Sachita Ganesa knew she wanted to study science since she was a little girl, so it wasn’t a stretch for her to email a professor in the Biochemistry and Molecular Biology department before she’d even started at UMass Amherst to ask if she could work in his lab. “I did some research online about the different labs on campus, because I knew I wanted to do research,” she says. “Scott Garman’s seemed the most interesting. He emailed me back very promptly and said, 'When you're on campus, I’d love to meet with you.'” She found him at the annual CNS College Day cookout in September, and he asked her in to come in for an interview.
“He appreciates persistence,” says Sachita, who is double-majoring in Biochemistry and Molecular Biology and French Studies. “I had no experience, but I was just so eager to be in the lab. I said, 'I will clean dishes. I just want to be in the lab.' And yes, I cleaned dishes in the beginning. He asked me to do some organizing around the lab to get familiar with it.”
As a sophomore, Sachita was given an independent project that she worked on for academic credit for ten to fifteen hours a week. “I'm crystallizing an enzyme,” she says. “I love being in the lab. Going in and doing experiments is very exciting. Giving presentations within the group is fun. I love speaking—it’s not scary. The first time I was scared and nervous, but Dr. Garman gave me a lot of confidence. It's so exciting to present your research to other people. A lot of the grad students seem interested in helping me, too, and I get input from them even though they're not working on my project. They are lovely people to work with.”
Sachita had an internship in the Research and Development department at Genzyme, working on chromatography, the summer before her sophomore year, and that’s changed her thinking about the future, she says. “I’ve been thinking about medicine, but with research it's really cool to know that something you're working on can impact so many people worldwide. In medicine you have a specific patient and, it’s really wonderful to work one-on-one and have that personal relationship. But I am developing small molecules that could be used for treatment around the world.”
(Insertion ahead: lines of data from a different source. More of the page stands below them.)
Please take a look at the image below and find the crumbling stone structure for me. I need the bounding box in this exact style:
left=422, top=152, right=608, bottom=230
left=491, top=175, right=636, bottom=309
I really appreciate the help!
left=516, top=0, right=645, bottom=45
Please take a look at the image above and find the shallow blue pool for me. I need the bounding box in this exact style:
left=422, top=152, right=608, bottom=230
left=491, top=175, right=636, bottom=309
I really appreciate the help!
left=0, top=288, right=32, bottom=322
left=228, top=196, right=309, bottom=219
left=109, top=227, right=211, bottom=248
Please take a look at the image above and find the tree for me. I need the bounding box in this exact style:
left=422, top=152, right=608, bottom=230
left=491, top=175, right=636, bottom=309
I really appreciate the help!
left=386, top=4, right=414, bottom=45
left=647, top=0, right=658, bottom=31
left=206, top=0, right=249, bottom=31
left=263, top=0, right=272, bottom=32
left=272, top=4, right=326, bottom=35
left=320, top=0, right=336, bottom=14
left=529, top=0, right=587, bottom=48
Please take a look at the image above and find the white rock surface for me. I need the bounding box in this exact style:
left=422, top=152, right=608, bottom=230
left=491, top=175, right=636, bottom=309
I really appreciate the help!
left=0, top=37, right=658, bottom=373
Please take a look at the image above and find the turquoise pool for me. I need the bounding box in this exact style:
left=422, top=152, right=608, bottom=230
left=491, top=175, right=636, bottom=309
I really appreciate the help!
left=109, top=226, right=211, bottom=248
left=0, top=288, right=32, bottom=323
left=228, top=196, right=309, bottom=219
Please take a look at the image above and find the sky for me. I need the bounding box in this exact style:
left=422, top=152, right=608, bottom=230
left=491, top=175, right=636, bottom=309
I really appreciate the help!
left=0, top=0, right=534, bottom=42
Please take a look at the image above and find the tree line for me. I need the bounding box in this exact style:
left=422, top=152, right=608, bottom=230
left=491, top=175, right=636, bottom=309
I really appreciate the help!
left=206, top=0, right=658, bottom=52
Outside of classes, Sachita serves a tour guide for prospective students and parents. “I love to talk to people, and I love UMass,” she says. “I also give lab tours. I'll often show high school students around my lab and explain my research.” She’s also a peer mentor in a freshman dorm, sits on the CNS Student Leadership Committee, and is in an all-women a capella singing group called Sharp Attitude. During the fall semester of her junior year, she studied in Paris.
“I had no idea I'd be doing so much here at the university,” Sachita says. “I had no idea I'd love my major as much as I do. I came in thinking I'd definitely go to medical school, but after doing all this research, well, I'm still thinking through if biochemistry is the only option for me. I thought that biochem was a way into med school, that it led to only one career—but there is so much more, and it's just so interesting. I am so passionate about science.”
Passionate about UMass Amherst as well, Sachita says the three reasons she chose UMass Amherst were food, faculty, and friends. “It has the best food in the country and I love to eat,” she says. “But the big thing is, the faculty are really wonderful here—the best in the world. I really feel my professors care about what I'm doing. And regarding friends, fitting in—there are 22,000 undergraduates here. Everyone is so welcoming and so friendly. I knew I'd have a group of friends I could fit in with. I knew I would find a group of people I could hang out with who would share the same passions as me and who would support me. And I have.”